The vast majority of children are natural risk-takers. They are free-spirited, imaginative and playful, and their actions are driven by an innate sense of curiosity and adventure. This approach is what enables children to learn about the world around them. It supports their physical and emotional wellbeing, even leading to flow – a state when someone is wholly immersed in a task and motivated to be successful.
That children are like this is unsurprising as they evolve rapidly. As babies, they have to learn to walk and to talk. They then have to work out the complexities of their first social relationships and to engage with the adult world. To do this, children have to regularly move out of their comfort zones, building grit and resilience and developing their physical, emotional and mental capacities at great pace. I often think that the equivalent in the adult world would be if we had to learn to fly within a matter of weeks.
The trouble is, these positive traits often get knocked out of us as we grow up by well-meaning adults and by our schooling. Free-flowing imagination is regarded as a waste of time. We are told to stop day-dreaming and to get our head out of the clouds. Adults teach us to fear the unknown and we are encouraged to stick to familiar paths. Risk-taking is considered to be a reckless act and playfulness is seen as the domain of children.

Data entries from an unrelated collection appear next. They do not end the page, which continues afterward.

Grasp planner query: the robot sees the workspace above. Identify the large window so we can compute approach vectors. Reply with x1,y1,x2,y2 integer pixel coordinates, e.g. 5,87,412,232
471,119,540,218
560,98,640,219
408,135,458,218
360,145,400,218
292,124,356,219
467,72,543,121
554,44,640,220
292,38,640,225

Creativity and imagination in school leadership
It is this lack of playfulness and adventure that eventually stifles our creativity and imagination, leading to lacklustre feelings about our lives and work. In school leadership, this will inevitably have a detrimental impact on decision-making and risk-taking becomes almost impossible.
But if we allow our imaginations more freedom and let ourselves explore and play more frequently, risk-taking at management level becomes, not just easy, but highly desirable.
Every risk that I have taken at my school – from teaching pupils to shoot guns to getting them to work with knives and fire – has been motivated by the childlike traits of wanting to adventure and play. With each innovation, the school has become more successful. This has made my school leadership team increasingly confident about risk-taking.
Adopting a more adventurous attitude towards life and work does not require a complete overhaul. It can be as simple as exploring a place we have never visited before, or spending more time day-dreaming just for the fun of it.
Above all, we need to look to our pupils – and learn from them, because embracing a more childlike approach to life is what will support our ability and desire to take more risks as leaders.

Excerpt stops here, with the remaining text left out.